With lower rates, near-instantaneous pickups and flexibility, app-based ride-hailing companies such as Uber and Lyft disrupted the decades-old model of taxis and limousines.
These companies “have their place in the ecosystem,” said Robert Alexander, president of the National Limousine Association, which represents taxis and chauffeured ground transportation.
“But what we don’t understand is they get to operate under their own set of rules.”
In May, the California attorney general’s office and the cities of Los Angeles, San Diego and San Francisco sued the ride-hailing giants for not complying with the state’s worker law.
The AG then filed for an injunction to force the companies to reclassify their drivers immediately.

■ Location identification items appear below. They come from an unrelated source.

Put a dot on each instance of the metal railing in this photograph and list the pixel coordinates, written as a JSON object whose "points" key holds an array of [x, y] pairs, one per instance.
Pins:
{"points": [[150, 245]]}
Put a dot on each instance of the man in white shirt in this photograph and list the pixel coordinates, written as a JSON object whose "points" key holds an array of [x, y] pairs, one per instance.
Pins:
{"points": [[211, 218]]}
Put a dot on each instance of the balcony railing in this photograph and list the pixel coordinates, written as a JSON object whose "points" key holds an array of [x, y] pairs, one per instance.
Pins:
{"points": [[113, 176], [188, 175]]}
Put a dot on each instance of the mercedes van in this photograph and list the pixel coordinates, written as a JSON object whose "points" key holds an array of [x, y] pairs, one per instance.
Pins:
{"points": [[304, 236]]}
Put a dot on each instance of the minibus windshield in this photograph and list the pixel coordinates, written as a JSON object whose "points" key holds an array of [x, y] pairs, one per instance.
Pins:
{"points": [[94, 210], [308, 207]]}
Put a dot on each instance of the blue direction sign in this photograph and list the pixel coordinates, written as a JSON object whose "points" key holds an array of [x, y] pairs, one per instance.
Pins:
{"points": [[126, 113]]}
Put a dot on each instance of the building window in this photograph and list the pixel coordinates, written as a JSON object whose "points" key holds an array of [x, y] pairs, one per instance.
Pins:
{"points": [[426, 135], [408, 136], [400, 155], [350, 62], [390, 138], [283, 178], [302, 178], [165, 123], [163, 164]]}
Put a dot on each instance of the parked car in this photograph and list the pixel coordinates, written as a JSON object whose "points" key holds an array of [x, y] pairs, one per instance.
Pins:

The injunction was granted on Aug. 10.
Uber and Lyft threatened to temporarily shut down operations in the state if forced to provide drivers the benefits typically given to employees — which is largely the cause of public outcry against the companies.
While they were spared from having to immediately convert their California drivers to employees, the respite is temporary.
“There’s a whole list of things that are going to drive up [these companies’] labor costs extensively, and they would have to pass that on to the consumer or figure out where they are going to make up those costs somewhere else,” said Tia Koonse, legal and policy manager at the UCLA Labor Center.
The companies are still challenging a judge’s order to comply with the state labor law, and the appeals court decision may not come before that critical ballot measure is voted on.
The ride-hailing companies say service could be scaled back if they are forced to comply with the new labor law.
Uber’s current system “forces every worker to choose between being an employee with more benefits but less flexibility, or an independent contractor with more flexibility but almost no safety net,” Uber CEO Dara Khosrowshahi said in an op-ed in The New York Times last month.
He said Uber is ready to pay its drivers more, but only to an extent.
“Uber would only have full-time jobs for a small fraction of our current drivers and only be able to operate in many fewer cities than today” if drivers become employees, he said.
“Rides would be more expensive, which would significantly reduce the number of rides people could take and, in turn, the number of drivers needed to provide those trips,” he added.
“Uber would not be as widely available to riders, and drivers would lose the flexibility they have today if they became employees.”
Khosrowshahi said that instead, there needs to be broader change around the gig economy.